When you discover an in-game event, such as a magic stream or a snake hanging from a tree, you are informed via a text box, but there is no on-screen graphical indication of this at all. A flowing stream of holy water is exactly the same as a regular dead end, which makes looking at the top screen almost pointless, except for the occasional glance to spot a treasure chest or FOE.
Unfortunately, battles are no better. The first-person view means that all you see in combat are the enemies, but each enemy is simply a static picture. They make no motion at all, not even when attacking, and combat mostly revolves around slashes of light moving across the screen to indicate attacks. While it fits with the old-school feel, the enemy art is not even particularly good, and there is a surprisingly wide variety of pallet swaps to be found. Most who enjoy this kind of game won't be overly turned off by the simplistic graphics, but one can't help but wish the developers had put a little more effort into the visual presentation.

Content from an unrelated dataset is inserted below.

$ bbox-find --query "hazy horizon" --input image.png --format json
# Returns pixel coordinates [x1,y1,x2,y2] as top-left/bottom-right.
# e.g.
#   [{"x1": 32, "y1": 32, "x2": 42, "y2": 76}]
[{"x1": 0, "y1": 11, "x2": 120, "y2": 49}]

Thankfully, Etrian Odyssey has a fantastic soundtrack. Yuzo Koshiro, who worked on soundtracks for games like Sonic the Hedgehog, Actraiser and Streets of Rage is responsible for the music in Etrian Odyssey, and it works excellently. The music is memorable and interesting to listen to, using the DS' sound capability in excellent ways. There was never a moment when I was tempted to turn down the sound volume. Although Koshiro has worked on other recent titles, including the DS offering Castlevania: Portrait of Ruin, Etrian Odyssey is his best work since the days of the Genesis.
Etrian Odyssey is old school. There is no other way to describe it. It's slow, difficult, sparse with the hints and unforgiving to those who try to speed through it. If this doesn't sound like fun to you, then it's best to move along, because you won't enjoy Etrian Odyssey. However, if you're one of those gamers who has fond memories of Wizardry and Ultima, then this might just be what you're looking for. Although more forgiving than those offerings, it retains that old-school flavor that can bring a warm smile to a gamer's face. While I enjoyed the game, it is easy for me to acknowledge that it's a bit slow and simplistic for everyone, so if you're the kind of person who misses the days of graph paper, add a point to the score.